更に、ロミュドが兄バグタスが似たような雰囲気を持っていることに気づいた。
(ああ、お兄様に似た感じがするから魅力的に感じるんだ。そういう殿方に弱いのかも)
自分の男の好みを自覚した瞬間でもあった。
◇
ユミーとロミュドは顔を見て話しやすいように対面のソファーに座った。兄バグタスは見守るようにユミーの後ろに立っている。
「バグタス、君の妹と話をする時間をもらってすまない。感謝するよ」
「もったいないお言葉ですロミュド殿下。私の妹と会話したいとお望みならば、私はそれを実現するのに尽くすだけです」
「ははは、嬉しい言葉だな」
兄とロミュドの会話を聞く限り、本当に第三王子であるロミュドの方からユミーとの会話を望んでいたとユミーは感じた。実のところユミーは兄が仕掛け人であり王子に無理を言って頼んだのかもと思っていたのだ。
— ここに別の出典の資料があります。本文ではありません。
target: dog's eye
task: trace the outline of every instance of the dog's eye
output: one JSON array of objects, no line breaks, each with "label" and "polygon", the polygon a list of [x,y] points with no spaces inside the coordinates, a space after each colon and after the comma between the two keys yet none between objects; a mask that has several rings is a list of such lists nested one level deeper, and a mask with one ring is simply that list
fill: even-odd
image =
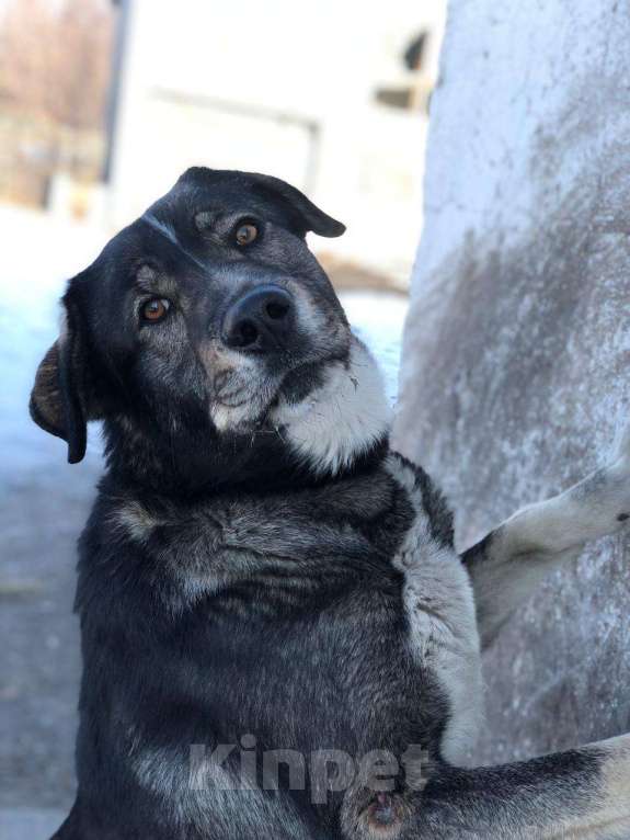
[{"label": "dog's eye", "polygon": [[244,222],[239,225],[234,238],[237,245],[251,245],[259,236],[259,229],[253,222]]},{"label": "dog's eye", "polygon": [[142,319],[156,323],[161,321],[167,316],[167,313],[171,308],[171,302],[165,297],[153,297],[151,300],[147,300],[140,309]]}]

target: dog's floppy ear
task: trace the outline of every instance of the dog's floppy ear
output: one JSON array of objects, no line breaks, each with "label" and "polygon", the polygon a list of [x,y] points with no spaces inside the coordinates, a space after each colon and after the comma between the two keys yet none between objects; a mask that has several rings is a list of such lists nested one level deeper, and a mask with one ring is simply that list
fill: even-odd
[{"label": "dog's floppy ear", "polygon": [[254,174],[253,178],[255,186],[261,192],[267,195],[274,194],[283,200],[302,236],[309,230],[318,236],[328,237],[341,236],[345,231],[345,225],[321,211],[310,198],[286,181],[273,175]]},{"label": "dog's floppy ear", "polygon": [[96,412],[84,327],[71,291],[62,303],[61,334],[39,363],[28,408],[37,425],[67,441],[68,462],[77,464],[85,455],[88,420],[96,419]]}]

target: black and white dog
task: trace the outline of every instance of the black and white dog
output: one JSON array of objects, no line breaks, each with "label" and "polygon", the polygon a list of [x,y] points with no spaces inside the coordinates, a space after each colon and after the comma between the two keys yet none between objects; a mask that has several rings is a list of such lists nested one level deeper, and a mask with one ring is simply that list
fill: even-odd
[{"label": "black and white dog", "polygon": [[107,472],[80,540],[64,840],[629,838],[630,739],[458,768],[480,649],[622,527],[610,466],[458,555],[388,446],[379,372],[274,178],[191,169],[64,296],[35,421]]}]

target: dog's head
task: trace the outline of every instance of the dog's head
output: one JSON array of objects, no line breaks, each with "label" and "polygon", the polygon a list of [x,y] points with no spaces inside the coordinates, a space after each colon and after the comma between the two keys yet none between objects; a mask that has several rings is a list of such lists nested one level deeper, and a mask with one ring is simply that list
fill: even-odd
[{"label": "dog's head", "polygon": [[379,374],[305,236],[344,226],[267,175],[190,169],[70,281],[34,420],[182,489],[282,468],[334,474],[382,441]]}]

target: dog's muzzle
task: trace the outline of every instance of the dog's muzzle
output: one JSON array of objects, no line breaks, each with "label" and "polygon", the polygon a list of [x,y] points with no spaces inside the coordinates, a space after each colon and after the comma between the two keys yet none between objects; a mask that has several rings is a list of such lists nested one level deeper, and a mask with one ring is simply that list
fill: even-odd
[{"label": "dog's muzzle", "polygon": [[221,332],[226,345],[234,350],[257,353],[287,350],[296,333],[293,296],[273,284],[257,286],[231,304]]}]

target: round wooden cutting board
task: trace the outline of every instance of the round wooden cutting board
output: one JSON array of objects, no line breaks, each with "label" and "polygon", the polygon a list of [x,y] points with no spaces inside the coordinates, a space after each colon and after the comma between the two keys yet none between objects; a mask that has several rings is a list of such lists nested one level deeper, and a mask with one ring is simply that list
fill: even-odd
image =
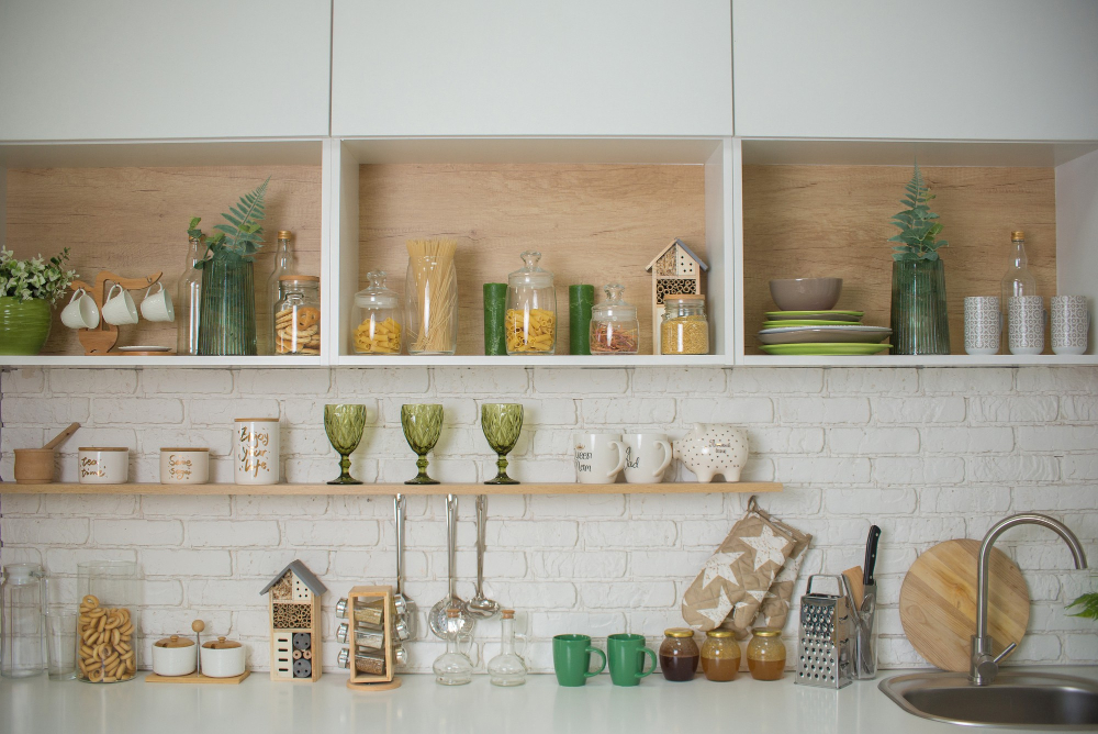
[{"label": "round wooden cutting board", "polygon": [[[921,554],[904,577],[899,619],[915,650],[933,666],[967,672],[976,634],[979,541],[945,541]],[[1029,588],[1007,554],[991,548],[987,621],[995,654],[1021,642],[1029,624]]]}]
だからこそ、今になって緊張感が大きくなった。
「いきなり呼び出してすまなかったユミー嬢」
「いえ、いつも兄がお世話になっているロミュド殿下の呼び出しとなれば喜んで向かいます」
「最後に会った時よりも芯の強そうな印象を感じるよ」
「お褒めにいただき光栄です」
ロミュドは本心から褒めるつもりで芯の強そうなと口にしたが、つまり以前はそんなふうに見えなかったということを意味する。ただ、それに関してはユミーも当然だと思う。ガソマの不誠実な態度に怒ったから今の自分があると彼女自身も思っているのだから。
「君の兄バグタスから聞いているだろうと思うが、私が君との対話を望んだ理由はもう分かるね」
「はい。殿下が私のことを気に入ったということを兄から聞いておりますが、まだ信じられない気持ちです……」
「ははは、いきなり気に入ったなんて言われれば当然か。もしかして困る?」
「そんな、困るなんてことはありません」
ちょっと戸惑うがユミーに困ることはないのは本心だ。むしろロミュドと話していくうちに緊張感が和らいでいく気さえしている。
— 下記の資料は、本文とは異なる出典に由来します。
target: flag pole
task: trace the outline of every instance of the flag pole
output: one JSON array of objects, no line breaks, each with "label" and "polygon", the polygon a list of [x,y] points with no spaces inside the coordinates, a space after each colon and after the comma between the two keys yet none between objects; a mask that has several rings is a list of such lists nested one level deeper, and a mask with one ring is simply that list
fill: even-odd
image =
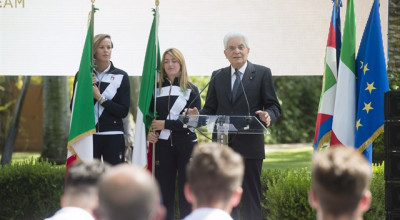
[{"label": "flag pole", "polygon": [[[155,74],[154,74],[154,109],[153,112],[156,114],[156,107],[157,107],[157,97],[156,97],[156,92],[157,92],[157,78],[158,78],[158,5],[160,4],[159,0],[155,0],[155,5],[156,5],[156,27],[155,27],[155,54],[156,54],[156,59],[155,59]],[[155,131],[154,131],[155,132]],[[151,174],[153,177],[155,177],[155,166],[156,166],[156,143],[153,143],[153,152],[152,152],[152,163],[151,163]]]},{"label": "flag pole", "polygon": [[[99,9],[94,7],[94,2],[96,0],[90,0],[90,1],[92,2],[92,11],[90,12],[90,23],[89,23],[89,25],[91,24],[91,27],[92,27],[90,31],[92,32],[91,33],[91,35],[92,35],[91,38],[92,38],[92,42],[93,42],[93,38],[94,38],[94,13],[96,12],[96,10],[99,10]],[[90,54],[91,54],[91,57],[92,57],[90,64],[92,66],[92,69],[94,69],[94,68],[96,68],[96,64],[94,63],[93,50],[90,51]]]}]

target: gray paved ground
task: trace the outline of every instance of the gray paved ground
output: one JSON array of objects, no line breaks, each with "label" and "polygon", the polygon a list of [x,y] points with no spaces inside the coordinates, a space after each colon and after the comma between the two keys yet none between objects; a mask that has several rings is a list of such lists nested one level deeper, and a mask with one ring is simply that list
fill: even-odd
[{"label": "gray paved ground", "polygon": [[312,149],[312,143],[300,144],[267,144],[265,145],[265,153],[275,151],[292,150],[292,149]]}]

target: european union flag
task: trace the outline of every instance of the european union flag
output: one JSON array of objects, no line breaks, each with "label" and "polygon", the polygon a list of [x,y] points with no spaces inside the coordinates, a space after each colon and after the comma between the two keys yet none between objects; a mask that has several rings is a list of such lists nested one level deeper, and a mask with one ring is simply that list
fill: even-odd
[{"label": "european union flag", "polygon": [[383,97],[389,90],[379,2],[374,0],[358,50],[355,147],[372,162],[372,142],[383,132]]}]

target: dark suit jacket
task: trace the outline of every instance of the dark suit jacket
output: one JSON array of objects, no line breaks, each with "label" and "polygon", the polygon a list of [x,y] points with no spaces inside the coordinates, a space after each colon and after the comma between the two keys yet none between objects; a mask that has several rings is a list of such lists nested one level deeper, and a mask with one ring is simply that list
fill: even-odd
[{"label": "dark suit jacket", "polygon": [[[231,78],[230,66],[212,73],[206,102],[200,114],[248,115],[247,102],[241,86],[235,102],[231,101]],[[281,107],[272,83],[271,70],[247,61],[242,83],[249,101],[250,115],[255,115],[257,110],[264,110],[269,113],[271,123],[275,122],[281,114]],[[231,135],[228,142],[246,159],[265,158],[264,135]]]}]

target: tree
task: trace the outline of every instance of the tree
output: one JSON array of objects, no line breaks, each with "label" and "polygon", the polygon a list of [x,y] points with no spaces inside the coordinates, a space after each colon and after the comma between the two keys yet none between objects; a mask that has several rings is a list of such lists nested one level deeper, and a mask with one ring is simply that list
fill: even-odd
[{"label": "tree", "polygon": [[8,129],[7,138],[5,140],[3,156],[1,157],[1,165],[5,165],[10,163],[12,152],[14,148],[15,139],[17,138],[18,129],[19,129],[19,119],[22,111],[22,107],[24,105],[25,95],[28,91],[29,83],[31,81],[30,76],[25,76],[24,84],[21,88],[21,91],[18,94],[17,102],[15,105],[13,117]]},{"label": "tree", "polygon": [[70,122],[68,80],[66,76],[43,77],[42,159],[65,163]]}]

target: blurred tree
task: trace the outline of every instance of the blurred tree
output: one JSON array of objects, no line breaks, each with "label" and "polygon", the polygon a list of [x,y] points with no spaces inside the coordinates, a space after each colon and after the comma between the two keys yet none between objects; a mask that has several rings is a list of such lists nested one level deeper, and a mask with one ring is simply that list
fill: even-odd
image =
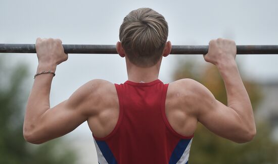
[{"label": "blurred tree", "polygon": [[[174,74],[175,80],[187,78],[199,81],[217,99],[227,104],[224,83],[215,66],[210,64],[199,69],[201,66],[192,61],[180,61],[179,64]],[[262,94],[254,82],[243,80],[255,111]],[[256,126],[257,135],[252,141],[238,144],[213,134],[199,123],[193,139],[190,163],[278,163],[278,144],[270,137],[268,123],[257,122]]]},{"label": "blurred tree", "polygon": [[39,145],[27,143],[22,134],[27,95],[23,86],[25,65],[11,69],[0,58],[0,163],[74,163],[76,155],[60,140]]}]

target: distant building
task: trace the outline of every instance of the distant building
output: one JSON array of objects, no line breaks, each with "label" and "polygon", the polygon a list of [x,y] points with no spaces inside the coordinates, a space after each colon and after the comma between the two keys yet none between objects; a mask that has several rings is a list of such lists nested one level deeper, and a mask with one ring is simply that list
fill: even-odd
[{"label": "distant building", "polygon": [[278,141],[278,81],[263,82],[259,85],[263,99],[259,105],[256,118],[269,121],[273,137]]}]

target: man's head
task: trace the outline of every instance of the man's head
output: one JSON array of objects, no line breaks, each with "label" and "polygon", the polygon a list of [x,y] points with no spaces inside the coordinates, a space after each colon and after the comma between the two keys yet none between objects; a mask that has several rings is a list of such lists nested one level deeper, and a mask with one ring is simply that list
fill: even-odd
[{"label": "man's head", "polygon": [[140,67],[152,67],[163,54],[168,37],[167,23],[153,10],[140,8],[124,18],[119,37],[124,54],[131,63]]}]

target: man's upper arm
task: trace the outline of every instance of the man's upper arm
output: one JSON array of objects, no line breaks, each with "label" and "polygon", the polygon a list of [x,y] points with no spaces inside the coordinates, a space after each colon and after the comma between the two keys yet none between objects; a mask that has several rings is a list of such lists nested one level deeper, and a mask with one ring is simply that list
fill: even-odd
[{"label": "man's upper arm", "polygon": [[[190,84],[192,106],[194,106],[194,116],[209,130],[221,137],[237,142],[241,142],[244,136],[240,116],[233,108],[215,99],[205,86],[193,80]],[[189,91],[188,90],[187,91]]]},{"label": "man's upper arm", "polygon": [[36,141],[32,142],[41,143],[67,134],[97,112],[94,109],[97,104],[94,104],[97,102],[98,89],[102,83],[100,80],[89,81],[68,99],[48,110],[41,116],[38,125],[35,125],[32,137]]}]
「そう言ってもらえると嬉しいよ。ユミー嬢に不快な思いをさせてしまっては元も子もないしね」
「その……ロミュド殿下が私のことを気に入っていただけるのは、とても光栄なことですが……そのきっかけはもしかして……」
ユミーとロミュドの面識はそこまで多くはない。兄バグタスが仕える主ということだけだ。それにもかかわらずユミーのことを気に掛ける理由といえば、あの断罪劇しかない。
「ああ、あの断罪劇なら私も知ってるよ。私もあの場にいたしね」
「えっ、そうなのですか!?」
「? ああ、あの時は急な予定変更でパーティーにいたんだ。私が入ったその直後に断罪劇が起こったから君が気が付かないのも無理ないか」
ユミーは顔を赤らめる。あの断罪劇を直に見られたとは思っていなかったし、見た人から直接感想を言われるとなんだか恥ずかしかった。ましてや、それが王族だなんて。
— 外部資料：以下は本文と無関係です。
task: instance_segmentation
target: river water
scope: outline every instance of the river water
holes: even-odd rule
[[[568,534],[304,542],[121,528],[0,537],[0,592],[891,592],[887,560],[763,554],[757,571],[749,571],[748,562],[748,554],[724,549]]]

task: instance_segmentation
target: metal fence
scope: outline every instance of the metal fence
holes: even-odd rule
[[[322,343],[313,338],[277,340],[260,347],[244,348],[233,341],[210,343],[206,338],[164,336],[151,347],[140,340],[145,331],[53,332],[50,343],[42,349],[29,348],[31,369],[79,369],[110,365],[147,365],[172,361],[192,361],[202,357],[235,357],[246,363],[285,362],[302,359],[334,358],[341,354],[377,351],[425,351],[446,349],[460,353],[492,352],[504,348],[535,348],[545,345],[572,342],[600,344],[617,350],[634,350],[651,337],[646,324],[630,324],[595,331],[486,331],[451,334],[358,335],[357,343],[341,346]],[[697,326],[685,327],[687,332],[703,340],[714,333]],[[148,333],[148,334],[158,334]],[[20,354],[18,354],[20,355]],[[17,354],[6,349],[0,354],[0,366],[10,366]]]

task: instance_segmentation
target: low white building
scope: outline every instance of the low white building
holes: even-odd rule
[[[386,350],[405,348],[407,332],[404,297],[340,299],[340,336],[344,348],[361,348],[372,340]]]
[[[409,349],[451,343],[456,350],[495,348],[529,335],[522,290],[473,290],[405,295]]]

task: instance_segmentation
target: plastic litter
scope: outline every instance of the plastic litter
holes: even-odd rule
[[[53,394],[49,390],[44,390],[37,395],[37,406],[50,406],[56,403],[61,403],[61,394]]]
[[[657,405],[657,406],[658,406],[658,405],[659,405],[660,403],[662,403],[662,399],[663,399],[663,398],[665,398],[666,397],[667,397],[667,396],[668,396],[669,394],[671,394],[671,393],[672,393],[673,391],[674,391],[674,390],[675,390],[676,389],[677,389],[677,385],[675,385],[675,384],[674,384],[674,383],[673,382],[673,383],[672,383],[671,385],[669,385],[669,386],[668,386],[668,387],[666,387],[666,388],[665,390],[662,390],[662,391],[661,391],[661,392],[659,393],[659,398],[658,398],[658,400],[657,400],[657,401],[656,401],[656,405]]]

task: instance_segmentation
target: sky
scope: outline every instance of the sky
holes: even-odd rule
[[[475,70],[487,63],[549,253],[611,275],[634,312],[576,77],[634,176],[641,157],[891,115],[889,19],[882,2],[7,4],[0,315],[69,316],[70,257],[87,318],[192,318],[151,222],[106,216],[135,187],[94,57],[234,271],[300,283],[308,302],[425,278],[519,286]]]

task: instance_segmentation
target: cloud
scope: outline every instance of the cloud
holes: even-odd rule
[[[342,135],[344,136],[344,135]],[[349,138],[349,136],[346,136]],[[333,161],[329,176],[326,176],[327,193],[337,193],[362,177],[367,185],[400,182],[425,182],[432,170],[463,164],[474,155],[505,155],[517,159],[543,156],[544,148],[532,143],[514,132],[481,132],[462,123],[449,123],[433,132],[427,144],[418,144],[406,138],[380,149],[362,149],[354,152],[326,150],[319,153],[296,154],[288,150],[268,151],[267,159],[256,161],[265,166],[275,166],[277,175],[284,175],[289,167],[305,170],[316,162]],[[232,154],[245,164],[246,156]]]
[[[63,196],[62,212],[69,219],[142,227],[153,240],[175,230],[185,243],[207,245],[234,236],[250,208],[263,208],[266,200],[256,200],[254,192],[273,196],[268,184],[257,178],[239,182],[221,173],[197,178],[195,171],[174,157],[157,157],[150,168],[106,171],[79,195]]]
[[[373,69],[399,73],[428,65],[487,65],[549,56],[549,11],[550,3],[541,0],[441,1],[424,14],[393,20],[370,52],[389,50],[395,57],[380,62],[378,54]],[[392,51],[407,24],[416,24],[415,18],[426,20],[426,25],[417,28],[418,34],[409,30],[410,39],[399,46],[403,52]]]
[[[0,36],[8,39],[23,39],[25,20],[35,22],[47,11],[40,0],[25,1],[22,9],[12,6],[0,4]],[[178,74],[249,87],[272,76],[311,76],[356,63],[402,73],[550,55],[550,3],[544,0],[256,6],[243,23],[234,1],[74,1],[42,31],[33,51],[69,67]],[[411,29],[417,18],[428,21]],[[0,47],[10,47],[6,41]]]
「見事だったと思うよ。ドパント公爵令息の悪意をはねのける様は素晴らしい。以前から君のことはいいと思っていたが、あんなに勇敢な姿もあったんだね」
「以前から……というのは?」
「ユミー嬢はパーティーなどの催し物で、使用人たちに対する態度も指示も適切で素晴らしいと思っていたんだ。そんな姿を見ているうちに君のような女性が好みになっていたんだよ」
「わ、私のような……!?」
確かにユミーは執事やメイドといった使用人達には敬意を払ってきた。使用人の人たちが支えてくれるからこそ貴族が上に立てるのだと思って行動していたのだが、王族の目に止まっていたと知って驚いた。更に好みの女性だとまで言われるとは。
「私は、自分たちよりも身分の下の使用人――裏方の者たちにこそ、敬うべきだと考えていた。私達貴族の晴れやかな社会は彼らのような裏方が頑張ってくれるから成り立っているのだからな」
「はい。私も彼ら使用人たちのお陰で婚約破棄できたと思っています。日頃から敬意を払うのは当然です」
「やはり、思った通りの女性だ」
ユミーの胸に温かいものが広がるのを感じる。それは眼の前の王族であるロミュドが自分と同じように使用人をおろそかにせずに敬うべきだと考える人だと知って嬉しいからだ。使用人に常日頃から敬意を払う貴族が少ない社会であるゆえに、ユミーとロミュドのような考え方を口にできるものは滅多にいないのだから。
「私が君を呼び出した理由……バグタスから聞いているかい?」
「殿下が……私に求婚と、聞いていますが……」
ユミーは赤面しながらロミュドを見つめると、ロミュドは笑顔ではっきり言った。
「私と婚約してほしい」
「! わ、私なんかを……?」
「ああ、君がいい」
ロミュドの顔も赤面していく。そのまま二人は無言のまま見つめ合う。バグタスが様子を見に来るまではその静寂は続くのであった。